Les solistes participent de l’atmosphère de recueillement feutré et leurs prestations sont moins individualisées qu’en 96. Là-encore, l’approche chambriste, le refus de la virtuosité ou d’une démonstrabilité trop extravertie désamorce toute tentation opératique, tandis que, paradoxalement, les instruments obligés des airs, tels le traverso du « Domine Deus » ou le cor du « Quoniam tu solus sanctus », surprennent par leur charmante curialité, presque superficielle. Dorothee Mields au soprano d’une enchanteresse innocence, apporte la musicalité hors pair de son phrasé, avec un superbe « Et in unum Dominum » qui compte parmi les passages solistes les plus marquants de cette production. L’agile Hanna Blažiková possède un timbre assez neutre, parfois un peu forcé. Son « Laudamus te » ciselé, finit par paraître trop appliqué, mais son duo « Christe eleison » abordé un peu pressement en compagnie de Dorothee Mields s’avère d’une fluidité rayonnante. On a connu Damien Guillon, au chant noble et à la justesse glacée plus inspiré (« Qui sedes » froid, « Agnus Dei » planant et comme perdu dans ses pensées). Le contre-ténor semble hiératique, refusant l’abandon et l’émotivité, ce qui rend ses interventions d’une beauté de femme fatale magnifique mais distante, et nettement en-deçà du fantôme d’Andreas Scholl auquel il se mesure. De même, Peter Hobbs, soyeux et rassurant (Benedictus) n’apporte pas suffisamment de relief et d’envergure à ses parties, et ne fait pas oublier son prédécesseur Christophe Prégardien.
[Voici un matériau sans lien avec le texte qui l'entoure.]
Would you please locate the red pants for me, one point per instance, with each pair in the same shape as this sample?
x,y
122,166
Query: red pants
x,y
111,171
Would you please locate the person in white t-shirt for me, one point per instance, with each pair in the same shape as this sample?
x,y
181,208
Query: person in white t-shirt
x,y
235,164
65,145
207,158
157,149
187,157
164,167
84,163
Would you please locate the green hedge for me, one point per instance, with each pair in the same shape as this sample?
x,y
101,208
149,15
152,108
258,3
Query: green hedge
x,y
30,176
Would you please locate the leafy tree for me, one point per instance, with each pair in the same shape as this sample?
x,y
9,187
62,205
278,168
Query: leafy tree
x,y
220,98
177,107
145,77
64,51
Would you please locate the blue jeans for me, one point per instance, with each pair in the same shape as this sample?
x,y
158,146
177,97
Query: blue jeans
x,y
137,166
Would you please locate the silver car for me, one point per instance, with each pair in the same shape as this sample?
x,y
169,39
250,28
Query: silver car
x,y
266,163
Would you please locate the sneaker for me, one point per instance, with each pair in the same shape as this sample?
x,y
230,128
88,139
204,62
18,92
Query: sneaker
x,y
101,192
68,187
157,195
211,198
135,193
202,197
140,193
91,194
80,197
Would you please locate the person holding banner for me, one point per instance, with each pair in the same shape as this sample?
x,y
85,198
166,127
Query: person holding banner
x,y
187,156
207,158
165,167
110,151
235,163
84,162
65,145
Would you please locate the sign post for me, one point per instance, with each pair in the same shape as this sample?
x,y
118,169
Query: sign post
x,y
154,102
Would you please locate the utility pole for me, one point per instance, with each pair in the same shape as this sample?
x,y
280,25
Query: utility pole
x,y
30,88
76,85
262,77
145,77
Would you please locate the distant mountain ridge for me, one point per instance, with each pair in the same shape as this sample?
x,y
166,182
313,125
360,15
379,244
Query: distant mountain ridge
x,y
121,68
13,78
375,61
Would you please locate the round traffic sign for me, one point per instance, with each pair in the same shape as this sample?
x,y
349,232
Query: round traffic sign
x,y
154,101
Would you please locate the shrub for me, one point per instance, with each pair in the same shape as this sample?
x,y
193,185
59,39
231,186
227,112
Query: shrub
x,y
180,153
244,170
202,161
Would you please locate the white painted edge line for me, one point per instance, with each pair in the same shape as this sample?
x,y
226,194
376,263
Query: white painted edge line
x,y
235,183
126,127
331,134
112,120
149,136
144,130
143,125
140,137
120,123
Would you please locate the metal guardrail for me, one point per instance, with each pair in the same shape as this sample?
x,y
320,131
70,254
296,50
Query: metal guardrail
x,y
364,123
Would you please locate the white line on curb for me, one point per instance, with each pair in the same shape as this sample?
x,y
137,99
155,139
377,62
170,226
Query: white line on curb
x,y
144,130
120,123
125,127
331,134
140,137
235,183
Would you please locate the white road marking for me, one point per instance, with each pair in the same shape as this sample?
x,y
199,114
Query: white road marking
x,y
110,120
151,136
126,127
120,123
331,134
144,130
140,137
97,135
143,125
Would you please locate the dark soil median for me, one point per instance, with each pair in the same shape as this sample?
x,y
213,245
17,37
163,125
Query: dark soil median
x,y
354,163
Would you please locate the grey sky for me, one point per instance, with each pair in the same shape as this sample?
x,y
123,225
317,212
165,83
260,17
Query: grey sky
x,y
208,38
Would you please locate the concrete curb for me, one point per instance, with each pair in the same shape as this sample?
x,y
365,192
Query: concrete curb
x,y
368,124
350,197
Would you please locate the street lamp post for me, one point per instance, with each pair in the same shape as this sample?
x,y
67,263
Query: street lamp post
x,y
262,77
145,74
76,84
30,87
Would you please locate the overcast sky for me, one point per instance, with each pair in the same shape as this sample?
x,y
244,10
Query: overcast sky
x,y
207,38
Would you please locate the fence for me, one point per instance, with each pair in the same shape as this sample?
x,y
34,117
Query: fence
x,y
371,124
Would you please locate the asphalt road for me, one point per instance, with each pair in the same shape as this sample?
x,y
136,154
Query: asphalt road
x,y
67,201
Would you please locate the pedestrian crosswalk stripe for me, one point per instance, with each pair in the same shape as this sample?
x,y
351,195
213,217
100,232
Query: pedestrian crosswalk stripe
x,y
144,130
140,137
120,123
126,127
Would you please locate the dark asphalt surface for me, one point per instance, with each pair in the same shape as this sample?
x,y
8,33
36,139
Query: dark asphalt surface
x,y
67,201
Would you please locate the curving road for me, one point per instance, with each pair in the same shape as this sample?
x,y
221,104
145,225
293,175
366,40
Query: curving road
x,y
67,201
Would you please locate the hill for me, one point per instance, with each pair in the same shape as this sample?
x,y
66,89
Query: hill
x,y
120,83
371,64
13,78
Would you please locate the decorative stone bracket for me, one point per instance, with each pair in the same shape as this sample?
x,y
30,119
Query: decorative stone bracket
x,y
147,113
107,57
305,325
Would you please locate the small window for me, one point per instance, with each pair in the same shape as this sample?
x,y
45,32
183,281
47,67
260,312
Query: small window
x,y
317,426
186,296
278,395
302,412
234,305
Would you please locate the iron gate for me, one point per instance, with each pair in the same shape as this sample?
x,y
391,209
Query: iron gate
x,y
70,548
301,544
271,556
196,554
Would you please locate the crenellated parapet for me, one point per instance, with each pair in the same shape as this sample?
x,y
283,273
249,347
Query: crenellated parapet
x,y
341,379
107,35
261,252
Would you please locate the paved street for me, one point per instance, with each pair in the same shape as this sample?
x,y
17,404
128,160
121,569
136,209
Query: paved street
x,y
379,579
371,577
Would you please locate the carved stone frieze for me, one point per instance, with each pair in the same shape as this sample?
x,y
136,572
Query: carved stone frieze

Enfin l’incontournable Peter Kooij, qui a participé aux 3 versions, laisse perler une émission un peu large couplée à un timbre un peu fatigué, mais la compréhension intime des affects, et la musicalité hors pair de l’artiste font vite oublier ces menues réserves (« Quoniam tu solus Sanctus » fier).

En définitive, les afficinados de Philippe Herreweghe n’hésiteront pas un instant à se procurer cette troisième version de la Messe en si qui allie l’investissement de chœurs franchement remarquables à des interventions solistes homogènes. Toutefois, alors que l’esthétique globale et les choix interprétatifs du chef n’ont guère évolué, le baroqueux lambda pourra se contenter de chérir l’enregistrement précédent, à l’orchestre plus coloré, et aux plateau au tempérament plus marqué.

Sébastien Holzbauer

Technique : prise de son aérée et fidèle, superbes chœurs.